The attention doesn’t stop at school. At parks, cinemas, airports, and even churches, these teens have been recognised. “There was this woman—like in her 40s—she screamed when she saw me,” Asenuga shares. “And then I screamed too. It became a scream-off!” For Egwuatu, she was stopped at JJT Park “One day I was at JJT Park with my family. We were just having fun when these women came up to me and said, ‘Oh my gosh, are you Diana from God Calling? You acted so well! Can I get a picture?” She adds, “They were overdramatic! But it was kind of fun.”
Their vacations are also interrupted sometimes but the purpose is heartwarming. “When I went on vacation last year, I went to speak at a church in the U.S.—I think it was House on the Rock or Redeemed,” Gbadamosi recalls. “After I came down from the stage, there was a girl named Simi—my namesake. She gave me flowers and a handwritten letter. It was so sweet. That moment really touched me.”

When asked about their best moments, the actors give a mix of hilarious and heartfelt answers. “Food”, Egwuatu says without missing a beat. “Some sets have banger food. Like, a real banger.” For Nadi, it is being nominated for an AMVCA and for Ekeng, it is being invited to youth programmes to speak. “I thought I was going to be talking to toddlers,” she explains. “But it was a room full of teenagers—some even in university. I was like, ‘Oh God, help me.’ But it flowed. Afterward, they were like, ‘Can I have your Snap?’ I realised I could connect with people, not just entertain them.”
Gbadamosi remembers boarding a plane after her Emmy nomination when a Nigerian-American woman approached her mother. “She said her daughter had been going through an identity crisis. But after watching ‘Iwaju’, she wanted to braid her hair and buy ankara. It meant so much to me.”
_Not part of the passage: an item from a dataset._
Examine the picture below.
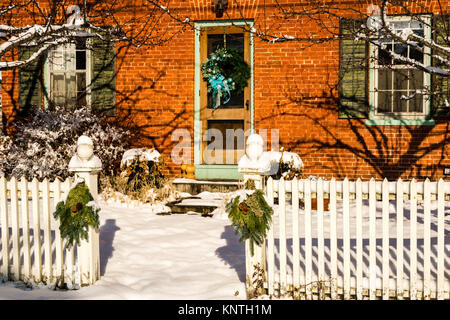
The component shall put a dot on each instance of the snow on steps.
(195, 187)
(204, 203)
Toward the end of the roundtable, Blessing Obasi asks how they feel about the growing number of child actors in Nollywood today. Everyone lights up. “It’s not just me anymore,” Asenuga replies. “Before, I’d go on set and be the only child. Now? There are plenty. It’s exciting.”
The final question is one that has been lingering; would they keep acting as adults? They all give a resounding yes but Darasimi Nadi wants to do more: pause acting for a while, build her career offline, learn to fly a plane and then make her grand return to the screen. For Simisola Gbadamosi, she wants to add architecture and directing to her outstanding CV.

Beneath the red carpets and recognition, the DM fan messages, and the overdramatic park selfies, these teenagers are still navigating math homework, class cliques, and the awkwardness of adolescence. Their lives are lit by stage lights, but they’re also shaped by school bells.
They dream loudly, and they’re not afraid to outgrow the boxes the industry or society sets for them. They are actors. They are students. They are daughters, friends, future architects, and maybe pilots. They are children, yes but children who are changing what Nollywood looks and sounds like. And as Khaira Bashir said, smiling at the roundtable’s close, “If we can do it, you can do it better.”